Even after Davis was fouled on Mike Conley's 3-point attempt, Conley sank a 3-pointer with 0.1 seconds left in the fourth quarter to send the game into OT at 98-98. James later called it a "brain fart" in a TV interview.
James joked that Davis' foul and Conley's free throw set up teammate Dennis Schroder's game-winner with 1.4 seconds left on James' assist. A laughing Davis, standing nearby, offered a heartfelt apology to Schroeder and James in front of the TNT cameras.
Lakers coach Darwin Hamm said the Lakers called a timeout before the five-minute overtime and quickly fell behind. In a 10-4 OT win over the Timberwolves, Minnesota went 2-8 and forced three turnovers.
I think the most important thing for us is our resilience, fighting, being in some games and owning it at the same time, guys don't get angry, guys don't fight, get angry, keep that positive energy and show it. up. We won," Davis said.
"We're going to win those games," he said after Tuesday's game. "Everybody plays like that, being in the moment, next game mentality. It's fun. We should have fun. The guys are having fun, they're enjoying the season and it shows on the field. So everybody's playing with chemistry,". sure, but we don't have all the training time we'd like because it's burning from the stars. We're looking at ways to win basketball games and now we have four days off and we have a chance to practice and we're going to really lock in and prepare and be more aggressive.
Can you continue sending transmitters? The seventh-seeded Lakers upset the second-seeded Grizzlies to win a first-round playoff game and become the first team to advance to the second round, over Golden State-Sacramento winners. series?
Some, but not all, of the burden falls on Davis' shoulders. He averaged 25.9 points, second only to James' 28.9, and also grabbed a team-leading 12.5 rebounds in 56 regular season games. He had 24 points and 15 rebounds in 43 minutes against Minnesota on Tuesday.
Hamm said Tuesday night that the Lakers could still do more to free Davis, making him a bigger and more valuable player. Davis had 38 points in the first three games of a four-game hitting streak earlier this month, followed by 40 points in consecutive games.
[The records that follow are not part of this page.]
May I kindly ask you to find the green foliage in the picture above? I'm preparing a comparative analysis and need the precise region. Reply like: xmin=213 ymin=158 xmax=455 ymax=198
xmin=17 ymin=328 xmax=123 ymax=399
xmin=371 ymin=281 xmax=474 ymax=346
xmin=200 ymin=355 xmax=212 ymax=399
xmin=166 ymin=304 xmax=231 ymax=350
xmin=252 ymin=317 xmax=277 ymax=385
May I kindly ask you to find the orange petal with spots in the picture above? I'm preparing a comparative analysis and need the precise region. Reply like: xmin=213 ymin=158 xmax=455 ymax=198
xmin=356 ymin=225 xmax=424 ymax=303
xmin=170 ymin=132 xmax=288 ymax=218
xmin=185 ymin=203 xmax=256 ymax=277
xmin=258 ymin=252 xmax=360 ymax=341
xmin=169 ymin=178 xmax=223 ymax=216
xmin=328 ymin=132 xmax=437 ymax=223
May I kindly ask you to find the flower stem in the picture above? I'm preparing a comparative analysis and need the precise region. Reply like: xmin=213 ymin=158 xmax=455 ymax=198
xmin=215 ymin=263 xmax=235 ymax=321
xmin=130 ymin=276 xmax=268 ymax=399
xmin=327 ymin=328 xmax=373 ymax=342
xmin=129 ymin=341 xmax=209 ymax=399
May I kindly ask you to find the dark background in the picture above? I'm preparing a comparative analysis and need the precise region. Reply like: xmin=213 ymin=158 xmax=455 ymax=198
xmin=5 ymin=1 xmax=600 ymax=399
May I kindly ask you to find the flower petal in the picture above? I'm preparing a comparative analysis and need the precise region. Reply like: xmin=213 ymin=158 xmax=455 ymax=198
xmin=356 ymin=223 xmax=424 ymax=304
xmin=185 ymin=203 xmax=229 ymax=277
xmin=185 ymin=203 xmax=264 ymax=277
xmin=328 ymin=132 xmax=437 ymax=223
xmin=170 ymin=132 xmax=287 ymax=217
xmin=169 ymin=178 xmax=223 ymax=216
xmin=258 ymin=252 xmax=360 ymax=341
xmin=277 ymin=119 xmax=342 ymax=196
But he finished the regular season with 21 points against the Utah Jazz, 17 against the Clippers, 14 against the Phoenix Suns and 16 against the Jazz last Sunday. Despite what Hamm called a "thinness," he bounced back with a productive game against Minnesota.Staying healthy and grounded is just the first step.
"We have to be able to move him and it's up to me and my staff because he's going to be double-teamed individually," Hamm said. "So try to get involved in more pick-and-rolls, more secondary shooting action, move to different spots on the floor. Not a lot on the sideline. Maybe more in between.
"There's a lot we can do in our zone where we try to make the game a little bit easier and try to force the defense into the center. I have to go back to film, early on in every corner and up, on the handle, they were double-teaming when the adjustment was in the air.
We have to do our due diligence to see how we can best serve our players.